I have two different types of data inputs, both having a field that represents an IP (let's call the list of all IPs from each data input IP1 - from first input and IP2 - from second input). What I need to do is to try and see if any IP1 appears in IP2, count the number of times if does appear (if any) and, IF POSSIBLE, when an intersection occurs, extract another value (say "event_name") from the event (from one of the input sources) corresponding to the IP that caused the intersection.

I am currently trying to do this by displaying all IPs from both sources in two table columns and doing a match between them.

Currently using this for doing the matching part:

source=SOURCE1 OR source=SOURCE2 |streamstats count by IP1, IP2 | stats values(IP1) AS ip1, values(IP2) AS ip2 | mvexpand ip2 | eval Status = if(match(ip1,ip2), "MATCH", "NO MATCH") | table ip1 ip2 Status | where Status="MATCH"

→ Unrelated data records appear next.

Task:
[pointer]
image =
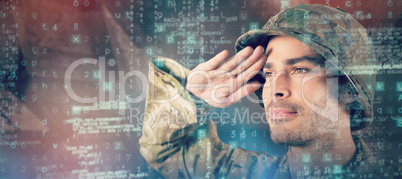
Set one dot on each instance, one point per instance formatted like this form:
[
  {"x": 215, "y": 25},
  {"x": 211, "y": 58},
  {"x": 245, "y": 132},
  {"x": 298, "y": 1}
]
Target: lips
[{"x": 280, "y": 115}]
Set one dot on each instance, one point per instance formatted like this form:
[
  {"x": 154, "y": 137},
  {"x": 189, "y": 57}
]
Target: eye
[
  {"x": 268, "y": 74},
  {"x": 300, "y": 70}
]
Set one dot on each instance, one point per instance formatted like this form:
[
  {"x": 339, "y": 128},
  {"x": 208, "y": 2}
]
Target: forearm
[{"x": 171, "y": 117}]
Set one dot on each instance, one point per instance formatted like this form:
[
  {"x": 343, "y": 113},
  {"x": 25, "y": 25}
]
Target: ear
[{"x": 348, "y": 94}]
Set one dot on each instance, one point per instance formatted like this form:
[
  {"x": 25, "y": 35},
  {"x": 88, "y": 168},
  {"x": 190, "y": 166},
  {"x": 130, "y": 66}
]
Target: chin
[{"x": 284, "y": 137}]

I can't seem to be able to count the number of matches that each gives (how many times ip2 is found in ip1 for example).
For this I've tried using a subsearch which seems to be working for a specific input ip, but I cant seem to be able to input each value from either the ip1 or ip2 list as a "parametr" for the subsearch:

appendcols [search source=SOURCE1 | search 100.100.100.100 | stats count as occurrences]

The last part, the extraction of a specific field from one of the events that caused a match, is an optional part but would be really useful.